Pasteurella Multocida Infection

Pasteurella multocida or P. multocida is a bacteria that can cause infection. Healthy dogs and cats carry these bacteria in their mouths. This kind of infection is usually caused by an animal bite. It can also occur after a dog or cat licks a person's skin that is damaged by a cut or scratch. When people are infected, a bad skin infection usually results. The infection can then spread into bones and tendons. Rarely, the infection can spread to your blood. If this happens, you can develop a heart infection (endocarditis). The bacteria can also cause an infection on the surface of the brain (meningitis).


Contact with an animal is usually the cause of this infection. Cats, dogs, poultry (chicken, turkey), and livestock (cow, horse, sheep) can all carry the bacteria. The bacteria may spread to a person through biting, scratching, or licking an open sore. Sometimes, the cause is unknown.


Symptoms usually start within 24 hours after contact with an animal. Symptoms may include:

  • Pain, redness, warmth, and swelling around the bite.

  • Fluid leaking from the bite area.

  • Fever.

  • Joint pain. This can make it hard for you to move.

  • Bone pain.


To decide if you have a P. multocida infection, your caregiver will probably:

  • Ask about any recent contact you have had with animals.
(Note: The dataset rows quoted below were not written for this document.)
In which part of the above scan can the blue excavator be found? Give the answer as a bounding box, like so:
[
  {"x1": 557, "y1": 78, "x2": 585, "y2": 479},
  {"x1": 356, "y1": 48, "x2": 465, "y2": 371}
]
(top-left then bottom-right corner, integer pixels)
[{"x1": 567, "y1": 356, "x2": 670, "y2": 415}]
  • Check for signs of infection. This could include:

  • Taking a sample of fluid leaking from your wound.

  • Taking a sample of fluid from a joint.

  • Doing blood tests.

  • Doing imaging tests. This may include CT scans or an MRI scan. These scans can show if there is an infection in your tendons, joints, or bones.


  • For a simple skin and soft tissue infection, you may need to take antibiotic medicines for 7 to 10 days. For a worse infection, antibiotics may need to be given for 2 to 6 weeks.

  • Some infections need to be treated in the hospital. You will be given antibiotics through an intravenous line (IV). A needle will be put in your hand or arm. The medicine will flow directly into your body through the IV. Initial hospital care is often needed for deep wounds or infections that have spread to the bone, joint, or blood.


  • Take your antibiotics as directed. Finish them even if you start to feel better.

  • Rest at home until your caregiver says it is okay to go back to your normal activities.

  • Keep all follow-up appointments as directed. This is how your caregiver can make sure your treatment is working.

You may need a tetanus shot if:

  • You cannot remember when you had your last tetanus shot.

  • You have never had a tetanus shot.

  • The injury broke your skin.

If you get a tetanus shot, your arm may swell, get red, and feel warm to the touch. This is common and not a problem. If you need a tetanus shot and you choose not to have one, there is a rare chance of getting tetanus. Sickness from tetanus can be serious.


  • Your pain from the wound gets worse.

  • You develop redness, warmth, or swelling around the wound.

  • You see fluid or pus leaking from the wound.

  • You have trouble moving the infected area or develop swelling of a joint.

  • You develop a bad headache or a stiff neck.

  • You have chest pain.

  • You have trouble breathing.

  • You have a fever.

  • You develop side effects from your medicines.


  • Understand these instructions.

  • Will watch your condition.

  • Will get help right away if you are not doing well or get worse.